Nearly two decades have elapsed since stem cells were debuted on the new medical therapies stage with much fanfare. The first act of the highly touted show starred stem cells obtained from human embryos as magical new cell medicines with potential to remedy a panorama of chronic debilitating diseases and ailments for which no cures or even palliative treatments existed. Human embryonic stem cells (hESCs) also had the important practical attribute of proliferation properties that were suitable for future mass manufacturing. Good manufacturing potential was an important quality for enticing pharmaceutical companies to consider entering the arena of cell therapy development, much in the way that they had entered the new arena of biologics therapy development, 25 years earlier, after technologies for the mass production of biologic drugs were established. A similar confluence of drug development elements appears under way now for CAR-T cancer immunotherapy. Therapeutic effect and manufacturing capability, these are two essential elements that a new therapeutic discipline needs to attract the interest and investment of big pharma.
So far, in the case of stem cell therapy, the discipline has experienced disastrous mismatches between the ability to manufacture different types of stem cells and their respective therapeutic efficacy. These recognized, but greatly underestimated, challenges have kept the pharmaceutical industry largely on the sidelines of stem cell medicine. This state of affairs is a major impediment to progress in stem cell regenerative medicine by depriving the emerging new medical discipline the acceleration that full engagement of the pharmaceutical industry could bring.

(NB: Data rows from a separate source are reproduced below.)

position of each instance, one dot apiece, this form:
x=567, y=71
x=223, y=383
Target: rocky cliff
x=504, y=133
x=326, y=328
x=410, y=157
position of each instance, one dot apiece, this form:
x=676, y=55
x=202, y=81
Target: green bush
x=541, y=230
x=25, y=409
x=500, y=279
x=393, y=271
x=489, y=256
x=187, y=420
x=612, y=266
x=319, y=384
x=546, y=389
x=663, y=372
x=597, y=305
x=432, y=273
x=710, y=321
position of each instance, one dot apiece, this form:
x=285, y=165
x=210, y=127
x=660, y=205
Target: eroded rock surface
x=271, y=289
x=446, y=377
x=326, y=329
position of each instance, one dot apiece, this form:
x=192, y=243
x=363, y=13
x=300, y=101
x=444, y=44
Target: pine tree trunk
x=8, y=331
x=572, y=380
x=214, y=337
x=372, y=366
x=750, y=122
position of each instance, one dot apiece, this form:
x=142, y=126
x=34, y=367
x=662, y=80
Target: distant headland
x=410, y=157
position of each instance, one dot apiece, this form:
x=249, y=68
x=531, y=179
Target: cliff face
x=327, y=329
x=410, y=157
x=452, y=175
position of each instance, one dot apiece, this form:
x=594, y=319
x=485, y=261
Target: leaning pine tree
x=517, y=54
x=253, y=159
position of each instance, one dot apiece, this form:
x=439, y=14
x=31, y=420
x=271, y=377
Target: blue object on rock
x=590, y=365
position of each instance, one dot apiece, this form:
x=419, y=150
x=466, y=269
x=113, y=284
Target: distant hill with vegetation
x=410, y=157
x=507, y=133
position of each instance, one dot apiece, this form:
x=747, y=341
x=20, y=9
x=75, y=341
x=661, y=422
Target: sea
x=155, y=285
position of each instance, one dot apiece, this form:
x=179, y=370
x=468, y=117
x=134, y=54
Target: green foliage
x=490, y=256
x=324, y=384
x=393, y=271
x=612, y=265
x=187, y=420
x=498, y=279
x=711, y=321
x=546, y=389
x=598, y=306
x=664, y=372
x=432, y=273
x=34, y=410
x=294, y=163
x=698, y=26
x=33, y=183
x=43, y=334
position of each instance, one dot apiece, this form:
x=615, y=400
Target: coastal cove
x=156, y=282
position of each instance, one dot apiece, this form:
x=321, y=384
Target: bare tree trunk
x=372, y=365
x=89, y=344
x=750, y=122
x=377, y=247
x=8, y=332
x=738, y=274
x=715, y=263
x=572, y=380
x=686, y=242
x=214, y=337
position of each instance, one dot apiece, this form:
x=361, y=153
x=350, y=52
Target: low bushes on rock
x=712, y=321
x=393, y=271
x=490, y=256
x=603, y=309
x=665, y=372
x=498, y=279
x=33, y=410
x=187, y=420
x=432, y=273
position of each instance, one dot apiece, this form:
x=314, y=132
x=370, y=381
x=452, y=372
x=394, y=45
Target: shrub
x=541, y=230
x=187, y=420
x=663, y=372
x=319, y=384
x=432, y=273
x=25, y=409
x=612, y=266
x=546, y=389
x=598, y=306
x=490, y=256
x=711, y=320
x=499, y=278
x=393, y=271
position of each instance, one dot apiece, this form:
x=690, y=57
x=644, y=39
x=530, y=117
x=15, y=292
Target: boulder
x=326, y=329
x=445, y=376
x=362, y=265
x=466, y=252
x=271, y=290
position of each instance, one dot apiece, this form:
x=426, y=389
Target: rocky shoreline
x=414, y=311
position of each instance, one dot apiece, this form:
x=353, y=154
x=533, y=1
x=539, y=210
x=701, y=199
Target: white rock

GOOD MANUFACTURING POTENTIAL, POOR THERAPEUTIC POTENTIAL
Much to the chagrin of their promoters, very soon after hESCs took the stage, the curtain came crashing down. The fall is most often blamed on outbreaks of moral and ethical objections to the first step in the production process for hESCs. The source human embryos were destroyed as a result of the extraction of the precursor cells used to produce hESCs. Many considered this unavoidable processing step sufficiently unsavory to warrant prohibiting the production and use of hESCs for research or development of new therapies.
In reality, there were many other factors that would have brought the curtain down as well, even if the moral and ethical concerns could have been appeased. The truth of this statement is evident from the historical course of induced pluripotent stem cells (iPSCs). Similar to hESCs, iPSCs have the ability to convert into many different types of body cells. This property, called pluripotency, has been the main selling point for both hESCs and iPSCs. However, they differ in their origin in a very important manner. The production of iPSCs does not require human embryos, and therefore is free of moral and ethical concerns.
Like hESCs, iPSCs have shown potential for manufacturing success. Several biotechnology companies now market manufactured iPSCs for research purposes. Unfortunately, this manufacturing progress has not been matched with therapeutic progress or potential. Like hESCs that inspired their development, iPSCs have many biological and technical shortcomings that pretty much eliminate them from having a future substantial impact in stem cell medicine.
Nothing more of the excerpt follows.